CPU times: user 22.5 s, sys: 72 ms, total: 22.6 s
Wall time: 22.6 s


#### Other

##### Continents

In [34]:
continents_list = ['Europe', 'America', 'Asia', 'Africa']

##### Countries

In [35]:
with open('data/places/countries.txt') as f:
    countries_list = f.readlines()

##### Canadian main places

In [36]:
with open('data/places/canadian_main_places.txt') as f:
    ca_main_places_list = [p.strip() for p in f.readlines()]

##### Other Canadian places

In [37]:
with open('data/places/canadian_places.txt') as f:
    ca_other_places_list = [p.strip() for p in f.readlines()]

##### Canadian cities

In [38]:
ca_cities_list = []

with open('data/places/canadian_cities.txt') as f:
    for line in f:
        if line.strip():
            city = line.split('\t')[0]
            city = city.replace('(part)', '')
            if '[' in city:
                city = city.split('[')[0]
            ca_cities_list.append(city.strip())

##### Canadian towns

In [39]:
ca_towns_list = []

with open('data/places/canadian_towns.txt') as f:
    for line in f:
        if line.strip():
            town = line.split('\t')[0]
            town = town.replace('–', '')
            if '[' in town:
                town = town.split('[')[0]
            if '(' in town:
                town = town.split('(')[0]
            ca_towns_list.append(town.strip())

##### US states

In [40]:
with open('data/places/us_states.txt') as f:
    us_states_list = [p.strip() for p in f.readlines()]

##### US cities

In [41]:
us_cities_list = []

with open('data/places/us_cities.txt') as f:
    for line in f:
        if line.strip():
            city = line.split('\t')[1]
            city = city.replace('–', '')
            if '[' in city:
                city = city.split('[')[0]
            us_cities_list.append(city.strip())
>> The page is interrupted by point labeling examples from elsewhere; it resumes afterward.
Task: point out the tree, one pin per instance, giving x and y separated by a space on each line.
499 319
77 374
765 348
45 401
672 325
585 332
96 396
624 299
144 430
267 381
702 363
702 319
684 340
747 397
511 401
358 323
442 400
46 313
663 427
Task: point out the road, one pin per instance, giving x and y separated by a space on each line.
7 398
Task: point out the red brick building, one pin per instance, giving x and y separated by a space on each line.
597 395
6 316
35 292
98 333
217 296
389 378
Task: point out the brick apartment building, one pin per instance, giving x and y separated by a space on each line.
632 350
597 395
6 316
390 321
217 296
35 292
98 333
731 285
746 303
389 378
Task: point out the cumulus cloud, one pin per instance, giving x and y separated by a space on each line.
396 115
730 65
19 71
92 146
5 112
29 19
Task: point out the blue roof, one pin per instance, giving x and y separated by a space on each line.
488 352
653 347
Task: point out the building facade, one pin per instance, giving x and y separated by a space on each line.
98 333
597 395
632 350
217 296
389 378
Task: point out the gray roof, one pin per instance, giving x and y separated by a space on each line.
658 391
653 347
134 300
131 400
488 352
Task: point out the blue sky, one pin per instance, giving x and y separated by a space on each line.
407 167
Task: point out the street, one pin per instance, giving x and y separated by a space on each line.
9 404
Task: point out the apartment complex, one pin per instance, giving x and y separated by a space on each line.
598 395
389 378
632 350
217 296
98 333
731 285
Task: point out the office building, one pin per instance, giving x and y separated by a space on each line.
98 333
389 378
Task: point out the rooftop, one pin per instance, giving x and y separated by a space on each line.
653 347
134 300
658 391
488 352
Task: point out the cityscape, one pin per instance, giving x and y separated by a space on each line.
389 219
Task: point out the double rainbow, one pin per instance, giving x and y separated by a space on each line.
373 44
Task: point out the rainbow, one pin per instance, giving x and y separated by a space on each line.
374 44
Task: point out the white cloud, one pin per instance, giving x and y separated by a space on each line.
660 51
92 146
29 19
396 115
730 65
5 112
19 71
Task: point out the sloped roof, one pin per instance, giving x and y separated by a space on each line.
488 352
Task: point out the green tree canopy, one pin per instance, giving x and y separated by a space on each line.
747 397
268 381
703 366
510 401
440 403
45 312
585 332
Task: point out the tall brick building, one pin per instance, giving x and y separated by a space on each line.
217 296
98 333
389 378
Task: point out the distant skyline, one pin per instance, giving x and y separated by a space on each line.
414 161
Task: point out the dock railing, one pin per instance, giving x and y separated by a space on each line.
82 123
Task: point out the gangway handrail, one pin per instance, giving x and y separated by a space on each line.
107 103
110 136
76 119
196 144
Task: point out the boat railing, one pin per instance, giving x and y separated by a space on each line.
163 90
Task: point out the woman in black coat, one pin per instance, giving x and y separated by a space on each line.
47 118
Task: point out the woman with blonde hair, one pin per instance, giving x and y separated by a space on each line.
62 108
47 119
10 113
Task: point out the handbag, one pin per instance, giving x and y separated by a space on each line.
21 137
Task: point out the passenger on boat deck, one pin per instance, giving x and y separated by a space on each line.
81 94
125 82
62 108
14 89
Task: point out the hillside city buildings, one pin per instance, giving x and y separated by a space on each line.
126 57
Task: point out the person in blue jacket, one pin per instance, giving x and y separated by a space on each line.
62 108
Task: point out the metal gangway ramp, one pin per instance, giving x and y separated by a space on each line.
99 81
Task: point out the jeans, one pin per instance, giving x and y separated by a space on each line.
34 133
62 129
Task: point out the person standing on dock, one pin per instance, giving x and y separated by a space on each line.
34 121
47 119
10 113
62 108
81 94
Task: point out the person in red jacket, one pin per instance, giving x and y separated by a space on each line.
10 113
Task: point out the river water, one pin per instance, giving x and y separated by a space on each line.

##### Michigan cities and towns

In [42]:
mi_cities_towns_list = []

with open('data/places/mi_cities_towns.txt') as f:
    for line in f:
        if line.strip():
            city = line.split('\t')[0]
            if ',' in city:
                city = city.split(',')[0]
            mi_cities_towns_list.append(city.strip())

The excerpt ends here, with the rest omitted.